En la relación de apariciones del Señor que vienen hoy en el Evangelio, hay una que siempre se nos escapa en el recuento. Jesús se aparece a los Once cuando están a la mesa, y les echa en cara su incredulidad y dureza de corazón. Aquel reproche no debía sonarles nuevo a los apóstoles, porque bastante aguante tuvo el Señor durante la vida pública ante el lote de egoísmos e inmadureces de los suyos. Por ejemplo, que el Señor se decidiera un día abrir su corazón y se pusiera a contarles que lo iban a atrapar, escupir, escarnecer, crucificar, etc., y que a ellos les diera por saber dónde iban a estar situados en el Reino, es para haberles dejado plantados en el mismo camino hacia Jerusalén.
Lo más interesante del Evangelio es que los autores inspirados no escatiman información sobre su incomprensión de la figura del Maestro: Pedro no se deja lavar los pies, el Señor le advierte que lo negará tres veces, los discípulos creen que la multiplicación de los panes es el principio de la instauración de un Reino terrenal, en un momento le llegan a decir “no sabemos a dónde vas, ¿cómo vamos a saber el camino?”. No se enteran. Y ahora, cuando el Señor muestra a las claras quién es, los que él nombró con mimo después de una noche entera de oración se cierran en banda.
Era un momento crucial, porque si los Once no hubieran llegado a confiar en el valor del testimonio, la Iglesia naciente se hubiera roto.
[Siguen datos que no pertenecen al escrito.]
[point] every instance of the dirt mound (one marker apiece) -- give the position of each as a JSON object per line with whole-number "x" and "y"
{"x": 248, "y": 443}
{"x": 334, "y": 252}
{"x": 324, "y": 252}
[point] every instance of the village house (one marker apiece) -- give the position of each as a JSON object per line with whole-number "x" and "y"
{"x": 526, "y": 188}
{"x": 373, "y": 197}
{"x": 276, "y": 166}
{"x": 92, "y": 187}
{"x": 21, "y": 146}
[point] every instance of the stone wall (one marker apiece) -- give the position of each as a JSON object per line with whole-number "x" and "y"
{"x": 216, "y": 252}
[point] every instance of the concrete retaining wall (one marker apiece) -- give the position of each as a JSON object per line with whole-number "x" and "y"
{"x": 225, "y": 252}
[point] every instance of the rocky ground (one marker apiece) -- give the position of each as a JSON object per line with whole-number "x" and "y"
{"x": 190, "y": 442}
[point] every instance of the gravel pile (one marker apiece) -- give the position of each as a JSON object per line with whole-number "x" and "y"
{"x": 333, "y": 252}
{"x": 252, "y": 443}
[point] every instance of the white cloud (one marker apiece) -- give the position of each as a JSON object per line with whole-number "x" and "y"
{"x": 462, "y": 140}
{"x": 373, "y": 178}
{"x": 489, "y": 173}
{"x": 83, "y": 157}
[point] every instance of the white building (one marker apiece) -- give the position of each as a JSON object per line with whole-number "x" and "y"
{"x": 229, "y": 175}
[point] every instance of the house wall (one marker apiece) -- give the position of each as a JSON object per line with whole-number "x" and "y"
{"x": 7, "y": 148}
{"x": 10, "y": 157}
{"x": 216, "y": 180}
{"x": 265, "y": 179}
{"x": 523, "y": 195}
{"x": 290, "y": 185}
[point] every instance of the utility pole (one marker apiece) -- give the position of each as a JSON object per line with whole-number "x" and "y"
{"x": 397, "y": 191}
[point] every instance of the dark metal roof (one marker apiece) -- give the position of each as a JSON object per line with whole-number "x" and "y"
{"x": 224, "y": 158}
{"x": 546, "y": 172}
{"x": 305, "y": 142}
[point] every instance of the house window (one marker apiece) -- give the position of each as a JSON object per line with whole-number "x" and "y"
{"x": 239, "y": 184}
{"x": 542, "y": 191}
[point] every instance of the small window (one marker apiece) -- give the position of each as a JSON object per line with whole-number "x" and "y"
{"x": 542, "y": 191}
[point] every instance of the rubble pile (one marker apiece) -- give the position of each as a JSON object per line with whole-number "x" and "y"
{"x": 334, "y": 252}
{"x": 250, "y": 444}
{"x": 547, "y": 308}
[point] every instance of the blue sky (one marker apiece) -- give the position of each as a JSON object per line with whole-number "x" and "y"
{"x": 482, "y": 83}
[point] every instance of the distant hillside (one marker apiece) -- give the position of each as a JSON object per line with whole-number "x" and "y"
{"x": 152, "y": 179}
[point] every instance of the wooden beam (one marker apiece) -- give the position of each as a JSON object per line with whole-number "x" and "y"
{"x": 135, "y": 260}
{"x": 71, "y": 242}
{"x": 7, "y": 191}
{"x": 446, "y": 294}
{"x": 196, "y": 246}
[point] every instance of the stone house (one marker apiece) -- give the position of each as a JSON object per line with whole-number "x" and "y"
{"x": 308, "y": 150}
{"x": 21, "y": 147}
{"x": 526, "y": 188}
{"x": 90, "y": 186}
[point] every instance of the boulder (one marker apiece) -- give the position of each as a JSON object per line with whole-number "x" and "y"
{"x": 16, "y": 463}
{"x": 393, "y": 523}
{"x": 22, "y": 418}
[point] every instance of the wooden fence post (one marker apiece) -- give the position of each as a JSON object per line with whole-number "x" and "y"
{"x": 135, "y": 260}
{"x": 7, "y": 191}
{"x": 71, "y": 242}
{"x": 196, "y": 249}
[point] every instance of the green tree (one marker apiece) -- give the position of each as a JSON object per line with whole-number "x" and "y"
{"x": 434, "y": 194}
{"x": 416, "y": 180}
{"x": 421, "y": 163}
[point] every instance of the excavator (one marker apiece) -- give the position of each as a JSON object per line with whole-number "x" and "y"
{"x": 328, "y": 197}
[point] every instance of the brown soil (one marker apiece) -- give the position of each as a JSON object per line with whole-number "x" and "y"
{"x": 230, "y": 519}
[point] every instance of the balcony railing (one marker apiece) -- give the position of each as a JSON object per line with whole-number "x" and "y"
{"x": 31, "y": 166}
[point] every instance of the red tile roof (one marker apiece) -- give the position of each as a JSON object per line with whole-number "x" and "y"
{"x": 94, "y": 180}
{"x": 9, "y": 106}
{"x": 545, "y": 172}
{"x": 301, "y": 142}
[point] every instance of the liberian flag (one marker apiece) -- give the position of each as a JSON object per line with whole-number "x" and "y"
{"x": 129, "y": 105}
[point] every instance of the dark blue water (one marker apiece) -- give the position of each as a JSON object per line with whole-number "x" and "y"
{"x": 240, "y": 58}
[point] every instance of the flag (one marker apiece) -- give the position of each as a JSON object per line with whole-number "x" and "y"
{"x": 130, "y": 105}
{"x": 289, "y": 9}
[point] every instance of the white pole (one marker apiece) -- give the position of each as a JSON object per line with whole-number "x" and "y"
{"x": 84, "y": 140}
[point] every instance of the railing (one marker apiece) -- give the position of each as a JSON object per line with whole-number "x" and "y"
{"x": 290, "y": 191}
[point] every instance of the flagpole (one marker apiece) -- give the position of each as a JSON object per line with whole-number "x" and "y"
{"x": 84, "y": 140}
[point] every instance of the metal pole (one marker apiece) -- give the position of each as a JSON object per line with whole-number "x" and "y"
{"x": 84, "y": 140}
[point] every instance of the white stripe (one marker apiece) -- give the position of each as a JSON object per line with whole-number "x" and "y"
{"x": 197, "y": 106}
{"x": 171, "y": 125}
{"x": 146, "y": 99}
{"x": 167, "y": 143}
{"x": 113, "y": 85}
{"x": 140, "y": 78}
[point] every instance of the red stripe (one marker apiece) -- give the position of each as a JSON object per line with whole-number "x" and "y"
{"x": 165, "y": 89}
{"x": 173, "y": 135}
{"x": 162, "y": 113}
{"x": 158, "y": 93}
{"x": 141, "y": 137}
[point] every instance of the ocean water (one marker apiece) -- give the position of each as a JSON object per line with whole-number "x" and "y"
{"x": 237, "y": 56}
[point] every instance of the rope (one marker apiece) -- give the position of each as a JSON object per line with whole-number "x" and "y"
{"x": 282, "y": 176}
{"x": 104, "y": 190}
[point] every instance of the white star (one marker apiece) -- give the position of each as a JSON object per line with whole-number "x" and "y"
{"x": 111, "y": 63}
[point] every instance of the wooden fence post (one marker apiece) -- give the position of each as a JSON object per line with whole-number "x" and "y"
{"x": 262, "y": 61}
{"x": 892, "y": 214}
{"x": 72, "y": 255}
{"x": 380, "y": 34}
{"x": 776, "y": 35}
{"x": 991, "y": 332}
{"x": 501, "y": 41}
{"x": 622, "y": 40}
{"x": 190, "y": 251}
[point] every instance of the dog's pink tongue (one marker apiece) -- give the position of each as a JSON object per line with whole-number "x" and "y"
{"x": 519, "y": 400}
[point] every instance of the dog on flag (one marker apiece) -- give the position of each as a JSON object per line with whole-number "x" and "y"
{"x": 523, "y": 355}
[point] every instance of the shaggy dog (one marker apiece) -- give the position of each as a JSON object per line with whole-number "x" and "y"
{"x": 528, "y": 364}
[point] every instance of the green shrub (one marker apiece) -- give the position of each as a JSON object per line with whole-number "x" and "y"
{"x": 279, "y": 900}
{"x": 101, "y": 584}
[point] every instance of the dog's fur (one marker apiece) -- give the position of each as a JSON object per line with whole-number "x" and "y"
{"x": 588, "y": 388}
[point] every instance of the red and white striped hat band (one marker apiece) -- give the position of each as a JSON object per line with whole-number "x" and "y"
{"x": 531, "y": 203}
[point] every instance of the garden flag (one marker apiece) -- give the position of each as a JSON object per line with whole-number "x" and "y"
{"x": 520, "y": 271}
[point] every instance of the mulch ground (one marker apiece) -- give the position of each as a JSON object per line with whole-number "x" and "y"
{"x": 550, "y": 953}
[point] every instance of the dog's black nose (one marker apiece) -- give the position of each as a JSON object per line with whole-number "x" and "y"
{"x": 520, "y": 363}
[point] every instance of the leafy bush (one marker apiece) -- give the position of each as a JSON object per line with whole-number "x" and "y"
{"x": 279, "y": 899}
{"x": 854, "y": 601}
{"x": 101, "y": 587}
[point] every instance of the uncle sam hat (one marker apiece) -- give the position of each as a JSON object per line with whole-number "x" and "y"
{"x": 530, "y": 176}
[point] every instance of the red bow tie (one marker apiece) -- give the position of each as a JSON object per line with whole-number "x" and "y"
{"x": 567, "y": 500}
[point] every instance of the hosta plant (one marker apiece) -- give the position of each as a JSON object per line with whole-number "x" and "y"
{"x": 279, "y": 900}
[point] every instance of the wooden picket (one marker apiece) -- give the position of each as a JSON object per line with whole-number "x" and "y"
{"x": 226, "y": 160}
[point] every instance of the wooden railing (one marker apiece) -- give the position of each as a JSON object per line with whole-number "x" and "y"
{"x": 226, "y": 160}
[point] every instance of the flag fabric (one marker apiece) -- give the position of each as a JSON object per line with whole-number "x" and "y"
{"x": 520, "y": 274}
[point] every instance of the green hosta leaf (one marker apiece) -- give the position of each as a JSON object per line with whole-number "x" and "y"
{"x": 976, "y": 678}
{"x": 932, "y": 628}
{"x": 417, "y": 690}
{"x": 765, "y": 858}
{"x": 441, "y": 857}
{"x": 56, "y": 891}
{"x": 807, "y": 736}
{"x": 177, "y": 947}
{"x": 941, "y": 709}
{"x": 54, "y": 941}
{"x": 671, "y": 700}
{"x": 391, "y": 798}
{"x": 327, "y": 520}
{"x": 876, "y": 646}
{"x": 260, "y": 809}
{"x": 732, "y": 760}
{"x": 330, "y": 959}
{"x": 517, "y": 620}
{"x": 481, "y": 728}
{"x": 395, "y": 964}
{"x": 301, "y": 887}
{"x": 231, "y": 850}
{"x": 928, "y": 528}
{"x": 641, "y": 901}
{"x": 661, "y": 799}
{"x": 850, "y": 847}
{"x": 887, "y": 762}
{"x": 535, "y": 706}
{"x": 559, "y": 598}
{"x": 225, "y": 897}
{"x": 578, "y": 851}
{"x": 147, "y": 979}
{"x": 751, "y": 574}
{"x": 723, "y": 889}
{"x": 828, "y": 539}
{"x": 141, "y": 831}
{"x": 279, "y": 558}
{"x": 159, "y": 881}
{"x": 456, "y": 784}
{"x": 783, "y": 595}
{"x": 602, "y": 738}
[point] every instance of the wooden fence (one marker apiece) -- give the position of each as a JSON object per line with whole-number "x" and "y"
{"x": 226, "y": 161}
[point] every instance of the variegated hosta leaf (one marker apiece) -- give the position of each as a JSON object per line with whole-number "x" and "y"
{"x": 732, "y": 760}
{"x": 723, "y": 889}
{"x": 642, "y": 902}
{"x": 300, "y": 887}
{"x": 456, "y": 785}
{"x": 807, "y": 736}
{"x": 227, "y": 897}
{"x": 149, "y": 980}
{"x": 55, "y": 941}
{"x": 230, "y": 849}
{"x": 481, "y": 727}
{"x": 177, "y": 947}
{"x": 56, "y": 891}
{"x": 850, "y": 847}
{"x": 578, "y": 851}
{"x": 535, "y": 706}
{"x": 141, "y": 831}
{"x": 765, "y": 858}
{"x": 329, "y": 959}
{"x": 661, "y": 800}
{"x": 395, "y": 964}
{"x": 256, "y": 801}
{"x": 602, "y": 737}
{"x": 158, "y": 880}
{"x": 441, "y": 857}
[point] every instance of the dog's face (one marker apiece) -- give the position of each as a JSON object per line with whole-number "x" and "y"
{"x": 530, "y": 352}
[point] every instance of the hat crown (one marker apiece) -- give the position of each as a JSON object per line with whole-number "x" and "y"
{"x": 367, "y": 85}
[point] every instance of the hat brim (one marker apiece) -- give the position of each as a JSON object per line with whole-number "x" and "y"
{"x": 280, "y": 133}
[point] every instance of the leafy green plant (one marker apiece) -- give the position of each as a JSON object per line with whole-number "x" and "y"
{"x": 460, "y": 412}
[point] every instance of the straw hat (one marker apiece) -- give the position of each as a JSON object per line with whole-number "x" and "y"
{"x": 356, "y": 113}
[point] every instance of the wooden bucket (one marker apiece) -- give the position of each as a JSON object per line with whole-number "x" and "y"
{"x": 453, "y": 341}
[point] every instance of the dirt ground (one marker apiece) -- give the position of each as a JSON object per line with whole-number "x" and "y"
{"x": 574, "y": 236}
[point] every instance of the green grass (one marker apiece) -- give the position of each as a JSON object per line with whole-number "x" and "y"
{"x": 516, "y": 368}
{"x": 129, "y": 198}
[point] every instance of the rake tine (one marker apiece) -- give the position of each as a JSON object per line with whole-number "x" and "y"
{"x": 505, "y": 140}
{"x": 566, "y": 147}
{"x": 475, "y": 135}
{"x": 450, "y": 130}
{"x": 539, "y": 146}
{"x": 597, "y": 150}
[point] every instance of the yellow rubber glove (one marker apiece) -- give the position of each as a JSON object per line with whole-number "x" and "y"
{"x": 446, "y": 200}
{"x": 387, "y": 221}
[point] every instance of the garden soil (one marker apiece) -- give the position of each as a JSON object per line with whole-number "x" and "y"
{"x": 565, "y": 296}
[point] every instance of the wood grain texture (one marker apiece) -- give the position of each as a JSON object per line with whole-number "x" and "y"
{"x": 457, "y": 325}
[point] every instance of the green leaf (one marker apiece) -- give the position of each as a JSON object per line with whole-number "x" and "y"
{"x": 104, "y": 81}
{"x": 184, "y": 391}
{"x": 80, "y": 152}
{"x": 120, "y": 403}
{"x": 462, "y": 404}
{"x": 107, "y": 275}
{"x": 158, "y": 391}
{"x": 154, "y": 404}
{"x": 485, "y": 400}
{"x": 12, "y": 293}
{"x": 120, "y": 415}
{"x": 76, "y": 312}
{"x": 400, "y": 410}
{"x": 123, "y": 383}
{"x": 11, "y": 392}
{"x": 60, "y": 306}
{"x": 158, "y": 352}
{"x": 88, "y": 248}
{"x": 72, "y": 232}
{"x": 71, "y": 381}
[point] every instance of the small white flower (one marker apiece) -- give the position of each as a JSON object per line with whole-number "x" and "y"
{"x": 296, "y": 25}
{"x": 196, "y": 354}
La dureza de corazón de la que se nos habla en el Evangelio, es una imagen poética de un sentimiento que todos hemos experimentado alguna vez, en el que la sospecha vence a la confianza. El niño carece de ese problema, porque sabe que el amor gana su total confianza. Ese es justo el mensaje que el Señor escribía entre líneas durante su vida pública: “os quiero con toda mi alma, fiaos de mí”.
Visto con cierta distancia, asusta ver la capacidad del corazón humano para ser refractario a Dios. En ningún credo religioso se observa tamaña osadía por parte del hombre. No existe en la fe cristiana un corazón sumiso, sino vencido por amor, y en esta guerra amorosa se la juega Dios por conquistarnos terreno.